Supreme Court Justice Thomas Calls for Overturning Landmark Libel Case

By | February 20, 2019

Justice Clarence Thomas called for the U.S. Supreme Court to overturn the landmark 1964 New York Times v. Sullivan ruling, which protects news organizations from most libel suits when they write about public figures.

Adding to a list of far-reaching positions he has taken on constitutional questions, Thomas wrote Tuesday that the New York Times ruling and follow-up cases “were policy-driven decisions masquerading as constitutional law.”

Thomas’s position aligns him at least to some degree with President Donald Trump, who has called for overhauling the country’s libel laws to make it easier to sue.

Thomas, 70, has long stood out for his willingness to discard decades-old legal assumptions. In 1992 Thomas questioned whether the constitutional ban on cruel and unusual punishment applied to prisoner abuse. In 2004 he wrote that the Constitution’s prohibition on government establishment of religion restricts only federal officials, not the states.

Those positions stem from Thomas’s view that the original understanding of the Constitution should guide today’s application of it.

The New York Times ruling says that news organizations and other speakers can’t be sued for defaming a public figure unless they act with “actual malice.” The case involved an advertisement seeking donations for Martin Luther King’s legal defense and criticizing police tactics used against civil rights protesters.

Thomas, a 1991 appointee of President George H.W. Bush, said Tuesday the reach of defamation law was a matter for the states.

“We did not begin meddling in this area until 1964, nearly 175 years after the First Amendment was ratified,” he wrote. “The states are perfectly capable of striking an acceptable balance between encouraging robust public discourse and providing a meaningful remedy for reputational harm.”
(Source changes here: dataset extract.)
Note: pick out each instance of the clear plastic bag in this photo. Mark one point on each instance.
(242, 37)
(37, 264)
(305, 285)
Thomas’s 14-page opinion accompanied a Supreme Court order that refused to revive a defamation lawsuit against entertainer Bill Cosby. The suit was filed by Kathrine McKee, who said Cosby defamed her in the course of denying her allegations that he raped her decades ago. Cosby was convicted of sexual assault last year in a separate case.

Trump, who frequently attacks the news media as dishonest, called for a “strong look at our country’s libel laws” in January 2018 after the publication of a book depicted him as an inept leader of a dysfunctional White House.

During his campaign in February 2016 Trump said a rally, “We’re going to open up libel laws and we’re going to have people sue you like you’ve never got sued before.”